At Sleekgeek, our mission is to help people build healthy habits so that they can live a better life.
Below are the 10 “Habit Rules” that we always come back to over and over again when helping Sleekgeek Coaching Clients transform their lives:
1) KNOW YOUR WHY.
Your desire to build a habit needs to be stronger than your desire to stop when things get hard.
If you don’t have a “Deep Why” behind your habit, it probably won’t last.
Why is it important that you build and stick with this habit? What will be different if you continue to do it consistently and repeatedly for the next 12 months? What will giving up or abandoning the habit mean for your goals?
2) BELIEVE YOU CAN.
You need to CHOOSE to believe you can make something a habit that lasts.
If you have to overcome every reason in your head why you can’t do something, you’ll never make the progress you want.
Choosing to believe that you can do something will help you look for solutions to problems and lessons from mistakes. It will give you the energy to work hard because you believe your efforts will be rewarded.
Without this belief, nothing else matters.
3) BE SPECIFIC.
Get crystal clear on exactly what it is that you want the build the habit of doing.
You can’t hit your target if you have nothing to aim for.
What does doing your habit actually look like? When will you do it? How will you do it? What does making progress look like? What does being consistent look like?
Being vague about your habits is a form of self-sabotage and staying within your comfort zone.
4) MAKE IT EASY.
When building a new habit, make it easy to do so that you can do it consistently and repeatedly enough for it to actually become a habit.
Most people set the bar too high too soon. You don’t win any prizes for being hardcore and burning out because your habit was too hard to maintain.
Until it becomes a habit, your priority should be focusing on the process rather than the outcome. Build the habit of taking consistent and repeated action before you turn up the intensity.
Consistency, even when life gets “messy”, is badass. Stopping and starting and restarting over and over is not.
5) DO IT REGULARLY.
Habits are not about effort, they’re about repetition. We are what we repeatedly do, so put in the reps.
The less frequently you practice your habit, the longer it will take to become a habit. The more frequently you practice your habit, the quicker it will take.
Ideally, try to do your habit every day. Even if you can’t do your exact habit every day, find some way to think about it, plan for it, or support it as often as possible.
Repetition is important. Every day is an opportunity to “vote” with your actions for what kind of habits you have.
6) TRACK YOUR CONSISTENCY.
Track your habit, both on the good days and the bad days, so that you have an objective view of how well you’re doing.
People are terrible at judging how “good” or “bad” they’ve been.
Simply the action of tracking creates awareness and makes you more likely to do it regularly and be more successful.
7) CREATE A TRIGGER.
ALL habits are started by a cue or trigger.

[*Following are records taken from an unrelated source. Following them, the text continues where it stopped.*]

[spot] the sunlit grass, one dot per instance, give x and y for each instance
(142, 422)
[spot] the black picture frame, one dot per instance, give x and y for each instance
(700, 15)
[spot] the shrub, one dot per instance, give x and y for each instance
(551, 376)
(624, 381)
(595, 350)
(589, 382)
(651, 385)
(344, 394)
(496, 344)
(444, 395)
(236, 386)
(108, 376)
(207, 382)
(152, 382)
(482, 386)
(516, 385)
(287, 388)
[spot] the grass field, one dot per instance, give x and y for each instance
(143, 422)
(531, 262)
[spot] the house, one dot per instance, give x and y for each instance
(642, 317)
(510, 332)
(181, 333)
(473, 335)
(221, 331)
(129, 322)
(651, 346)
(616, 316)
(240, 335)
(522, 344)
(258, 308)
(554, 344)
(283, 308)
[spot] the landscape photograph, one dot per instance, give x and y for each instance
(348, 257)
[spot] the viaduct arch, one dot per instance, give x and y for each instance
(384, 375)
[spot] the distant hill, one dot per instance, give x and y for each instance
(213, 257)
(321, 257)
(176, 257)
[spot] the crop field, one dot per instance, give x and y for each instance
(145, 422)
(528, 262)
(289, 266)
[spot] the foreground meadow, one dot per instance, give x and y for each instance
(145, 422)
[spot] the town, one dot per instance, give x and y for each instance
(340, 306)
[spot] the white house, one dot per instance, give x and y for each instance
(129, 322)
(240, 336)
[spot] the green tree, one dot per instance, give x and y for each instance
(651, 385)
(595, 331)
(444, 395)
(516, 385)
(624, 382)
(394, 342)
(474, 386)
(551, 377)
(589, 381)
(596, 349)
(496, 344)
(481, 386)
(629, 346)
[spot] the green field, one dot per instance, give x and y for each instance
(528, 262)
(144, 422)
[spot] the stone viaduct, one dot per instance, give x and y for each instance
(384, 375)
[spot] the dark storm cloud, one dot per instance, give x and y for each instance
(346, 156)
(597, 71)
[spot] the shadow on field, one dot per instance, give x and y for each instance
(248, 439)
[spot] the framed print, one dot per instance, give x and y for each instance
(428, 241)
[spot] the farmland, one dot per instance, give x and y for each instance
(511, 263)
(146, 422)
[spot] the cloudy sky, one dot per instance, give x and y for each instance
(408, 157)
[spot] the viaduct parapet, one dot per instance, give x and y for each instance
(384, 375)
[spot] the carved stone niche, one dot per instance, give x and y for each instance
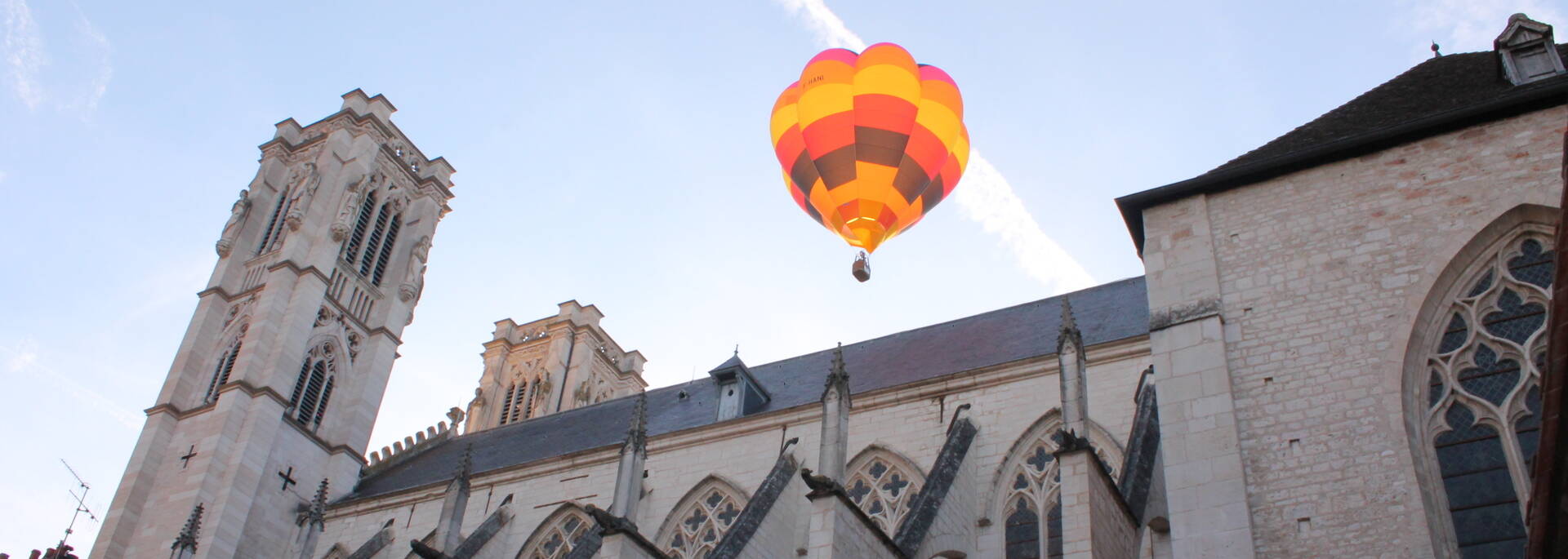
(1528, 51)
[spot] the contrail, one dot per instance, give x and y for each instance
(983, 194)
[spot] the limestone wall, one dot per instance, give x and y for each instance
(1319, 277)
(910, 420)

We brush our teeth after we’ve eaten breakfast. We eat junk food because we’re feeling sad. We exercise because we committed to do it at 5 pm every day. We get angry because someone cut us off in traffic.
Associate your habit with some kind of event, reminder, time, or emotion.

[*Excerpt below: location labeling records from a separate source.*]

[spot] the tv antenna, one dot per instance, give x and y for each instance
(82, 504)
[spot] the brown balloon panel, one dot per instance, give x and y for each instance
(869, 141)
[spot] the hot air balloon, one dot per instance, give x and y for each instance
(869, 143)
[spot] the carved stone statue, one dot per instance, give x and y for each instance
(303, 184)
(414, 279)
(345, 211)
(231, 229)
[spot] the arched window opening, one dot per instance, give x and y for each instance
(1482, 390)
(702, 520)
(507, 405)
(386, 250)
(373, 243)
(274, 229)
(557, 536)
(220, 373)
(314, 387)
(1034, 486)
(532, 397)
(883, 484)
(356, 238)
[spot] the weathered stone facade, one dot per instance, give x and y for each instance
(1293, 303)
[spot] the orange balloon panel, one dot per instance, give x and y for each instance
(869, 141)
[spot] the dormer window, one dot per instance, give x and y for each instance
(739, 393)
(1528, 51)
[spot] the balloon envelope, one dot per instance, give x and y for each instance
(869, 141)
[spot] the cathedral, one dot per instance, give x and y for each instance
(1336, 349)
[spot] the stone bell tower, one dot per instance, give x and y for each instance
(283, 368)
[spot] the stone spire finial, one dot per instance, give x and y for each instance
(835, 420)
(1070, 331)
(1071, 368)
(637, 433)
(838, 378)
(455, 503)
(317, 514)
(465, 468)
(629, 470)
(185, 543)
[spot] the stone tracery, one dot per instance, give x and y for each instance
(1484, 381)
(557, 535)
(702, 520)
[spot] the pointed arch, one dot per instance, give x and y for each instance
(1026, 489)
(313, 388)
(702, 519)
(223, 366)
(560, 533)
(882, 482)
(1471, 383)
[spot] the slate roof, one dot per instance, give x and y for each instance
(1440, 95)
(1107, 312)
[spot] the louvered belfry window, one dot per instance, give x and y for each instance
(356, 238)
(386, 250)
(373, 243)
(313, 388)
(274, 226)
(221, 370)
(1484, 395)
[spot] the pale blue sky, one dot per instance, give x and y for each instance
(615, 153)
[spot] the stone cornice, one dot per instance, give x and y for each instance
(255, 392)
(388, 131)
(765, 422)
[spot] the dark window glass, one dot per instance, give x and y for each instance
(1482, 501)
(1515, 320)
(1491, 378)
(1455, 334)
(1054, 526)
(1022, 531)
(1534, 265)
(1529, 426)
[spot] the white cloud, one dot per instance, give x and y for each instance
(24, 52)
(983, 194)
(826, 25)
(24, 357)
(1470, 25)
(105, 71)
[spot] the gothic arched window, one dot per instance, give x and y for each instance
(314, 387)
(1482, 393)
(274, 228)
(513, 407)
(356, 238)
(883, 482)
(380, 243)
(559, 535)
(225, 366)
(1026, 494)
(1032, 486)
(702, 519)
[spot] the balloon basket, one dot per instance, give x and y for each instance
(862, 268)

One of the easiest things to do is simply stack your new habit on top of an existing habit that you already do. Another option is to make doing your new habit that you need to do a requirement before you can do something that you really want to do (like watch TV or go on social media).
8) REWARD YOURSELF.
Habits are created when the habit or action is rewarding.

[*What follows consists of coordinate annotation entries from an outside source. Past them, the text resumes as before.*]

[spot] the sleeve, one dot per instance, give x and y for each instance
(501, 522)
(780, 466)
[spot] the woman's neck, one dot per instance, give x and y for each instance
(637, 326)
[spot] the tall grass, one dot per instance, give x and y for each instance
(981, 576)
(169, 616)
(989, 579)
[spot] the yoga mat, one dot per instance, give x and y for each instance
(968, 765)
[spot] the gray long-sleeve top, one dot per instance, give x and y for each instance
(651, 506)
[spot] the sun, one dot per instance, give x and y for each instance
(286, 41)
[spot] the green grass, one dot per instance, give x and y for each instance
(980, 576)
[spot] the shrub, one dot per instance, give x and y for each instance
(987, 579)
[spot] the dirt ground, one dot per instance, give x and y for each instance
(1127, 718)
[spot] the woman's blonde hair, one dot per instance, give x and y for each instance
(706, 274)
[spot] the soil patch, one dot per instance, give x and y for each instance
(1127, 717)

Healthy habits often have a more boring long-term reward whereas unhealthy habits often have a more exciting immediate reward.
To solve this, find some way to immediately hi-five or reward yourself for doing your habit every time you do it as well as for being consistent over a period of time.
Your rewards should help you level up and make you better, not worse.
9) DON’T BE ALL-OR-NOTHING
It’s not the single daily action that transforms your life, it’s the lifetime of consistent and repetitive daily actions that do.
Even when things aren’t going well and you can’t do your habit perfectly, doing something is better than nothing at all and losing all of your momentum.
The key to building a habit is to keep moving forward, even when it’s not perfect, long enough for it to become a habit and a part of your identity.
Think “always something” rather than “all-or-nothing”.
10) HELP OTHERS.
Sometimes the best way to learn something is to teach it.
Get others to join you on your journey as an accountability partner or teach them what you’ve learned so far.
When helping others, there’s a lot more pressure to lead by example.